Information You Provide

  • Name
  • Email address
  • Job title and employer
  • Industry and employment status
  • City and country
  • Event registration details
  • Petition or pledge participation
  • Survey responses
  • Communications and correspondence
  • Billing contact information

Payment Information

Payments are processed by secure third-party providers.
We do not store full payment card details.
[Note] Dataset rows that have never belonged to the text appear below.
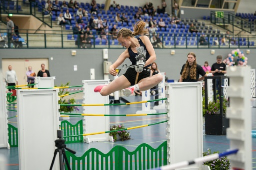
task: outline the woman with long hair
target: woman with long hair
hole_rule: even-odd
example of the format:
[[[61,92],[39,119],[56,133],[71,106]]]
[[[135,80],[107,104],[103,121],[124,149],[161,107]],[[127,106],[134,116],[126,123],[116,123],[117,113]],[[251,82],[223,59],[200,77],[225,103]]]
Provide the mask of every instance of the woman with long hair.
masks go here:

Automatically Collected Data

When you visit our website, we may collect:

  • IP address
  • Device and browser information
  • Pages visited
  • Date and time of access
  • Referrer URLs
  • Cookie identifiers

5. Lawful Bases for Processing

We rely on:

Consent

For marketing communications, petitions, and optional engagement.

Contractual Necessity

To deliver services or programmes you request.

Legitimate Interests

To improve services, conduct research, maintain security, and manage client relationships.

Legal Obligation

To comply with applicable laws.

You may withdraw consent at any time.
You may object to processing based on legitimate interests.
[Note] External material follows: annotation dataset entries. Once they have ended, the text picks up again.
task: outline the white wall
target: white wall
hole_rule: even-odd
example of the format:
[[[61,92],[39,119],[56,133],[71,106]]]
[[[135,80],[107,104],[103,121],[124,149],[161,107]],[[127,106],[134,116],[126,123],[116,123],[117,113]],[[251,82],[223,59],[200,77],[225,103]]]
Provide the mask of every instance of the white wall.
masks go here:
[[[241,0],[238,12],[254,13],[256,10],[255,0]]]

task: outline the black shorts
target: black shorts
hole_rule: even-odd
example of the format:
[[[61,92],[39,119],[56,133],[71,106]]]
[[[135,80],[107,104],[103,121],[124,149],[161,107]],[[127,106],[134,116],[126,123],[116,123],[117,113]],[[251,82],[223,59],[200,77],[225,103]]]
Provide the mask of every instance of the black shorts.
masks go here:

6. How We Use Personal Data

We use personal data to:

  • Deliver consulting and education services
  • Administer events and programmes
  • Provide digital tools and resources
  • Communicate research and updates
  • Improve our services
  • Maintain website security
  • Prevent fraud
  • Comply with legal obligations

We do not sell personal data.

7. Cookies

We use cookies and similar technologies to:

  • Enable essential website functionality
  • Analyse website usage
  • Support marketing activities

Where required by law, we obtain consent before placing non-essential cookies.
You may manage cookie preferences through your browser settings or our consent mechanism.

8. AI & Digital Tools

We may use AI-supported systems to assist in generating analytical insights or improving digital tools.

AI systems:

  • Operate with human oversight
  • Do not independently make decisions with legal or similarly significant effects
  • Are used to support, not replace, professional judgement

9. Data Sharing

We may share personal data with:

  • Cloud hosting providers
  • CRM and email marketing platforms
  • Payment processors
  • Event platforms
  • IT service providers
  • Professional advisers

All third parties are required to maintain appropriate confidentiality and security safeguards.

10. International Transfers

Where personal data is transferred outside the UK or EEA, we rely on:

  • UK International Data Transfer Agreements
  • EU Standard Contractual Clauses
  • Adequacy decisions
  • Equivalent contractual safeguards

11. Data Retention

We retain personal data only as long as necessary to:

  • Deliver services
  • Meet legal obligations
  • Resolve disputes
  • Support legitimate business purposes

Where appropriate, data may be anonymised.

12. Data Security

We implement reasonable technical and organisational measures to protect personal data, including:

  • Secure cloud infrastructure
  • Access controls
  • Authentication safeguards
  • Contractual protections with service providers

No system is completely secure, but we take proportionate steps to safeguard data.

13. Your Rights

Depending on your location, you may have rights to:

  • Access your data
  • Correct inaccuracies
  • Request deletion
  • Restrict processing
  • Object to processing
  • Withdraw consent
  • Lodge a complaint

UK residents may contact the Information Commissioner’s Office (ICO):
www.ico.org.uk

Requests may be submitted to: hello@4dayweek.com

14. California Privacy Rights

California residents may request:

  • Disclosure of personal information collected
  • Deletion
  • Correction
  • Opt-out of sale (we do not sell data)
  • Non-discrimination

Requests: hello@4dayweek.com

15. Enterprise Clients

Where we process personal data on behalf of enterprise clients, processing is governed by a separate Data Processing Addendum incorporated into our client agreements.

16. Children’s Privacy

Our services are not directed to individuals under 16.
We do not knowingly collect personal data from minors without appropriate consent.

17. Changes to This Notice

We may update this Notice periodically.
The updated version will be published with a revised date.